Rodolfo Fogwill. |
Sobre la una me encontré con Fog en Las
calaveras. Había sorbido la mandrágora del fondo del vaso y parecía más
consciente todavía de la realidad que lo asolaba. Lo estreché y sentí
ese temblor primitivo que lo caracteriza y que propulsa su escritura
automática, siempre tan desafiante. Hace rato que estaba pensando en la
chica punk, fijando su mirada en otra joven que bebía con amigas. Estaba
sentada al fondo y Fogwill, clarividente y extasiado, me acompañó con
un tewi y su verbo fácil.
Me dijo, valiéndose únicamente de
oraciones simples y atributivas, que la chica punk se parecía mucho a
esa china que brindaba con las otras chinas lejos de la barra, que había
un punto cárdeno en el escote de aquella virgo que le recordaba al
Aleph, de Borges. Como si en ese hueco se juntaran el cielo y el
infierno, el puerto y la península. La observé con detenimiento y su
piel enrojecida por alguna virtud congénita o por esa viva luz que se
filtraba a raudales era apetitosa, tan apetitosa como indecente.
Le respondí, tragando ansioso, que la
piel de la piba ciertamente era como la escritura del propio Fog,
cautivadora e inclemente con los sujetos. No le gustaban demasiado los
cumplidos, pero, a todo escritor le gusta que le doren la píldora.
Fogwill se echó a reír y se marcó un estribillo de una canción para
afirmar que todo lo que vemos es tan artificial como accidental, que la
realidad es una mentira voraz, que la china y sus amigas existían como
existen los dragones y los buenos novelistas. O sea. La china era tan
falsa como la honradez de un congresista, un efecto hipnótico del que yo
también me había contagiado.
Le insistí en que la chica estaba allí
de veras, con su cuello de garza y sus labios gomosos, capaces de
derribar a cualquier macho con una mera insinuación succionadora.
Fogwill se quedó perplejo; anotó algo en su servilleta con un lápiz
marrón que sacó de algún bolsillo de su trenca. La china se levantó a
fumar y yo la seguí con la mirada mientras Fogwill escribía
incesantemente.
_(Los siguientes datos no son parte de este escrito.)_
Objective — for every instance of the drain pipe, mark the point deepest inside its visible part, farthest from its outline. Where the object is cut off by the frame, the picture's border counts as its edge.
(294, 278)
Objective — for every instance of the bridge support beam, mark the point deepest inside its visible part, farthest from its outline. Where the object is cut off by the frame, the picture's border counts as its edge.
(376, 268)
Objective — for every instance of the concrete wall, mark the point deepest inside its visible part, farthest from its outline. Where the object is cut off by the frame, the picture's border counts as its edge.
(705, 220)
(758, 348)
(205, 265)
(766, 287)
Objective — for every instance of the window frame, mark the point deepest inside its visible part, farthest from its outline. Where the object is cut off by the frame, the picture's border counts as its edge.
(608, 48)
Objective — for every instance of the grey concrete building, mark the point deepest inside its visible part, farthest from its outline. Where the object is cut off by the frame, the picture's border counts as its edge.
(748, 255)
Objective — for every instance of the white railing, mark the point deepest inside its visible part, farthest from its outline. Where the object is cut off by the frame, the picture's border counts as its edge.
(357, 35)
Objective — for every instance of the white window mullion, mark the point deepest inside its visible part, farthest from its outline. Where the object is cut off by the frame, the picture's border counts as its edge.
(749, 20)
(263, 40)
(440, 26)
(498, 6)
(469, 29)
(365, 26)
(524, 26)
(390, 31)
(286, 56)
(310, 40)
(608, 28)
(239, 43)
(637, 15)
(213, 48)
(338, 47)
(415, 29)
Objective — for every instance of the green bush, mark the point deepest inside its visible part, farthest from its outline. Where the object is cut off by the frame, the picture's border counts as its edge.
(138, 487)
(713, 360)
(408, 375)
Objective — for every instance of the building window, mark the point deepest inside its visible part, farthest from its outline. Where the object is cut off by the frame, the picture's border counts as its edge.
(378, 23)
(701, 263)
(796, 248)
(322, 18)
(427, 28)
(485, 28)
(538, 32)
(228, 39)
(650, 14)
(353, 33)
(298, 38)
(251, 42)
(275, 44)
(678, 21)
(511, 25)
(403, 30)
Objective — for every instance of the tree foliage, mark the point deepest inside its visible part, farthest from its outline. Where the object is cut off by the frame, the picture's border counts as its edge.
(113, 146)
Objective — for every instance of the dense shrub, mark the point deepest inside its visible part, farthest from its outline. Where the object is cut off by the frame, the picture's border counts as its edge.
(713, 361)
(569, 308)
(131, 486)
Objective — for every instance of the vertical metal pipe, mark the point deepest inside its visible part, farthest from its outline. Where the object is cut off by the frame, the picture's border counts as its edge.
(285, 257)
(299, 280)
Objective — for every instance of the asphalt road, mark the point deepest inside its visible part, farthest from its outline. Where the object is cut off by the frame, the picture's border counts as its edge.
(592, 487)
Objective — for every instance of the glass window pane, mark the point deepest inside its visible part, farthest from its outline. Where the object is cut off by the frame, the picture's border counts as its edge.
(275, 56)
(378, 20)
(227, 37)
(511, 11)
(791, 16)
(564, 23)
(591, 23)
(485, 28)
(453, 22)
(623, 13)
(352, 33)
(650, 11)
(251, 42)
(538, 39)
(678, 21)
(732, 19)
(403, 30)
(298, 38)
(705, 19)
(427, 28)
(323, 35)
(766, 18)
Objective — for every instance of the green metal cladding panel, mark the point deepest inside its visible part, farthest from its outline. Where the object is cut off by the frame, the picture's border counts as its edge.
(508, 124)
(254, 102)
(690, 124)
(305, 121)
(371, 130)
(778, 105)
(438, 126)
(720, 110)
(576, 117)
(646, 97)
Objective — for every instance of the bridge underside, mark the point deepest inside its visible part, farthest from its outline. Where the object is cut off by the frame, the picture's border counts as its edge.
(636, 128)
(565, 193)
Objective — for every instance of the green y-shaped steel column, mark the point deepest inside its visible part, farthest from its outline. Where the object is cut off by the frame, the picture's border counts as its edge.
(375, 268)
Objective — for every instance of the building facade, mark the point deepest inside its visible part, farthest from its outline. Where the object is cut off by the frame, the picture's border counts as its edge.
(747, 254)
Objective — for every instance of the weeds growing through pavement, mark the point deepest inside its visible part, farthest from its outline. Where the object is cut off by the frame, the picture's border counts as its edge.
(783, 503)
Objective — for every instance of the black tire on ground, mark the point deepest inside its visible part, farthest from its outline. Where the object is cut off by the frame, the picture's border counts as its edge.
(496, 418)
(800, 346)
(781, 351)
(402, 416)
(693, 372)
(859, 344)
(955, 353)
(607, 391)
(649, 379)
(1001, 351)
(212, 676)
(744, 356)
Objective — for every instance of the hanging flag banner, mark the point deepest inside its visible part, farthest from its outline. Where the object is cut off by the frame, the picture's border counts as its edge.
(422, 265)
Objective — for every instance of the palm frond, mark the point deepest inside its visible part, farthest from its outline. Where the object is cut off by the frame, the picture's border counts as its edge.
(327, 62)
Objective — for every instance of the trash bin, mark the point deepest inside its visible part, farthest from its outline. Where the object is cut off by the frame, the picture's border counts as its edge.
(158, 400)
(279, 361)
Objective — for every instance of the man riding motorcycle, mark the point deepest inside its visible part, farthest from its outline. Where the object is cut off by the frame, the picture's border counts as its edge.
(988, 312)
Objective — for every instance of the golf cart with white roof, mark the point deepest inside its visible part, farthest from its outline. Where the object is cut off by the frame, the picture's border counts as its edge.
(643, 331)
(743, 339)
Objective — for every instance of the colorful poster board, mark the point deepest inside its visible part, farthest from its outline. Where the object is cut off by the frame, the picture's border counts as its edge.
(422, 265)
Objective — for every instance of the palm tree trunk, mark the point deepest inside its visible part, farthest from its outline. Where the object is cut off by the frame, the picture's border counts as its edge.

Le dije que se perdía lo mejor; unos andares de jamelga
indomable que nada envidiaban a los de la chica punk y él me pasó
entonces la servilleta para desparecer unos segundos más tarde sin
pagar.
Leí con calma lo que había escrito y
sonreí. No había escrito nada el pufo. Había dibujado un pene y a un
enano. Firmó Fog y entonces el telón de la realidad se fundió ante mis
narices. Comenzó a llover afuera y los camareros salieron a recordar qué
era aquello de la lluvia después de tantos meses de sequía. Seguro que
el negro era el color favorito de aquella china que regresó al mundo de
los vivos con intención de conquistarlo.